If you love watching this, you’ll love reading these: The 100 edition

Who would have thought when it started that The 100, a series originating on The CW about an attractive group of young people who have no parental supervision, was going to be about politics, love, survival, war crimes and more? Certainly not me, but The 100 has proved it’s a TV show that is constantly underestimated.

It regularly explores difficult ideas – whether there is ever a right time for torture, if it’s okay to sacrifice a few for the survival of the many, what rules matter in a new society and what rules can fall by the wayside, and plenty more.

And of course, The 100 is one of the most feminist programmes on television, something I spoke at length about at the end of season one (here and here). It is chock full of female characters with agency, and its male characters exist on a level playing field with its female characters. In having to recreate society, The 100 as a show has decided to go for all out equality.

The 100 is based on a series of books by Kass Morgan, but if you’ve read those (and warning, they’re very different from the TV show) here are a few books that I think are perfect for fans of the programme.

The Lunar Chronicles series by Marissa Meyer

This is a fairytale retelling of a kind you’ve never read before, featuring a cyborg Cinderella, an evil queen who lives on the moon, a Rapunzel-like character who is her own saviour, a kick-arse Red Riding Hood type, and plenty more besides. Meyer’s series features some seriously brilliant, independent female characters and there is an underlying focus on politics and equality throughout, just like on The 100.

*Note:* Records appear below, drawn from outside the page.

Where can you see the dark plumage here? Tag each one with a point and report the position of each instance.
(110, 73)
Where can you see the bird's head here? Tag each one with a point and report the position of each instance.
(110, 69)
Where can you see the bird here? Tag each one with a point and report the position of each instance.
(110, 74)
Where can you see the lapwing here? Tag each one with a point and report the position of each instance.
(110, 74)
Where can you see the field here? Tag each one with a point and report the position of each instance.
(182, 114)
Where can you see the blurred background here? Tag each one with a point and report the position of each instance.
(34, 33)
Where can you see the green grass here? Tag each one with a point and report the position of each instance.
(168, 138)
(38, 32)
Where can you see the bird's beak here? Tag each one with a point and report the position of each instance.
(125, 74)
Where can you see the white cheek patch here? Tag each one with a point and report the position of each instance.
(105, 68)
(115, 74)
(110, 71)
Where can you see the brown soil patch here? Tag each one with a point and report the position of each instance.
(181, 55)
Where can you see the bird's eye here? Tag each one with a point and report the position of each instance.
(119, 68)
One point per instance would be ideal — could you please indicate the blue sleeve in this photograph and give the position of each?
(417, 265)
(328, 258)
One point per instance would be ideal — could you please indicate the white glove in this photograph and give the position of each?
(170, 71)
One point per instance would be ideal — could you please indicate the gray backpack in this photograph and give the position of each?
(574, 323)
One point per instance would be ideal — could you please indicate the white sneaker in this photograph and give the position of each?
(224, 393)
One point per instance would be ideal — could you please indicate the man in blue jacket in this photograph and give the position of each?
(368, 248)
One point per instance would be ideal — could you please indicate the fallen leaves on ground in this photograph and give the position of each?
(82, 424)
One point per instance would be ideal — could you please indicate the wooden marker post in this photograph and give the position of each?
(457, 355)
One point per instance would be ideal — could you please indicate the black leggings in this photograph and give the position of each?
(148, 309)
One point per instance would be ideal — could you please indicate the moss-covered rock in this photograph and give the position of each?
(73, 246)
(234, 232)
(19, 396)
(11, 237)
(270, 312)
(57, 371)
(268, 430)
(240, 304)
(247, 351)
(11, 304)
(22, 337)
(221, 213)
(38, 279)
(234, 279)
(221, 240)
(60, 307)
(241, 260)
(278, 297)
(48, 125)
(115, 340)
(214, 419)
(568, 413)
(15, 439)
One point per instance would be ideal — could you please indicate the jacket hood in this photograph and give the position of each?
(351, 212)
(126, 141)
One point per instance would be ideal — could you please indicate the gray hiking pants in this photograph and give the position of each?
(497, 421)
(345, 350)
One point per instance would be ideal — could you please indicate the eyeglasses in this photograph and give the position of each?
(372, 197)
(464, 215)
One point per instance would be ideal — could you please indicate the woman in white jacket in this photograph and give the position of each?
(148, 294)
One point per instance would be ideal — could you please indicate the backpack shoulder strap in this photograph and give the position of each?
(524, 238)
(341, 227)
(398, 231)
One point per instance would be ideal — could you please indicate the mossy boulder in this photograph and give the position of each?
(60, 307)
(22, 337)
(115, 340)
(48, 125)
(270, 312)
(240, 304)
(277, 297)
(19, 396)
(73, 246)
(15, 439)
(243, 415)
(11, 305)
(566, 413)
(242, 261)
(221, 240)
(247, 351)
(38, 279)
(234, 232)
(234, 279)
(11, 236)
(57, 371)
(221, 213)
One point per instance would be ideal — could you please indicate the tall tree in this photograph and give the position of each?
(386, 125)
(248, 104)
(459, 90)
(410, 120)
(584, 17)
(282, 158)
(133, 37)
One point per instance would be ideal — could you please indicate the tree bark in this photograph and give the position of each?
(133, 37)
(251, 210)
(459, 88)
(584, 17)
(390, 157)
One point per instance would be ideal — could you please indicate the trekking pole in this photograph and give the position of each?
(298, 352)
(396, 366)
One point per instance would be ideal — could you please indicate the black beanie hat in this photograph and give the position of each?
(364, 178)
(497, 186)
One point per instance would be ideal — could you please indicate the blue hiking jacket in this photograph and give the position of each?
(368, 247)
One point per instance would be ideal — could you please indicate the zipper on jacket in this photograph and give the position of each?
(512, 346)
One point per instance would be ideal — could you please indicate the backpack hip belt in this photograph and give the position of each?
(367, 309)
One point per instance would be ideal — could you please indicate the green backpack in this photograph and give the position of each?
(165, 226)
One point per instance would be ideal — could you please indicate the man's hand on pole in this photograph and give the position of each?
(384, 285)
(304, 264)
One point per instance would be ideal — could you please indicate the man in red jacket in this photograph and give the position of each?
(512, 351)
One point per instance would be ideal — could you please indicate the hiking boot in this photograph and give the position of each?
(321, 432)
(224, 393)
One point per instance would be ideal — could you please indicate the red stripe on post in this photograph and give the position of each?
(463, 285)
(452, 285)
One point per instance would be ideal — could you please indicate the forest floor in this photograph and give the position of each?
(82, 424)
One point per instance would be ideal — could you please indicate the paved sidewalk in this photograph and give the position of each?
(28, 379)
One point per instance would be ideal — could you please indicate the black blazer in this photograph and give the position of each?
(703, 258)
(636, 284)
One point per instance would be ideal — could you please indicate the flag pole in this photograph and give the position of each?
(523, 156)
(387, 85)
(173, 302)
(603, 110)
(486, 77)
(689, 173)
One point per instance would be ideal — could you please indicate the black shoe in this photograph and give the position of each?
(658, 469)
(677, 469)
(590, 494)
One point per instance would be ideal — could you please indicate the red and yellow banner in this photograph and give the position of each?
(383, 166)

Station Eleven by Emily St John Mandel
Like The 100, St John Mandel’s Station Eleven is set in a post-apocalyptic world devastated by a major event – in this case the Georgian Flu. It shares The 100‘s themes of survival against the odds and creating new families and societies, but is also a beautiful reflection on art, perception and love.

The Martian by Andy Weir
Weir’s book about an astronaut left behind on Mars is a pretty different beast to The 100, with its mostly upbeat attitude and constant sarcasm. But it is largely set in space, and also deals with survival and teamwork, just like The 100. And it’s hilarious and touching, so you should definitely read it.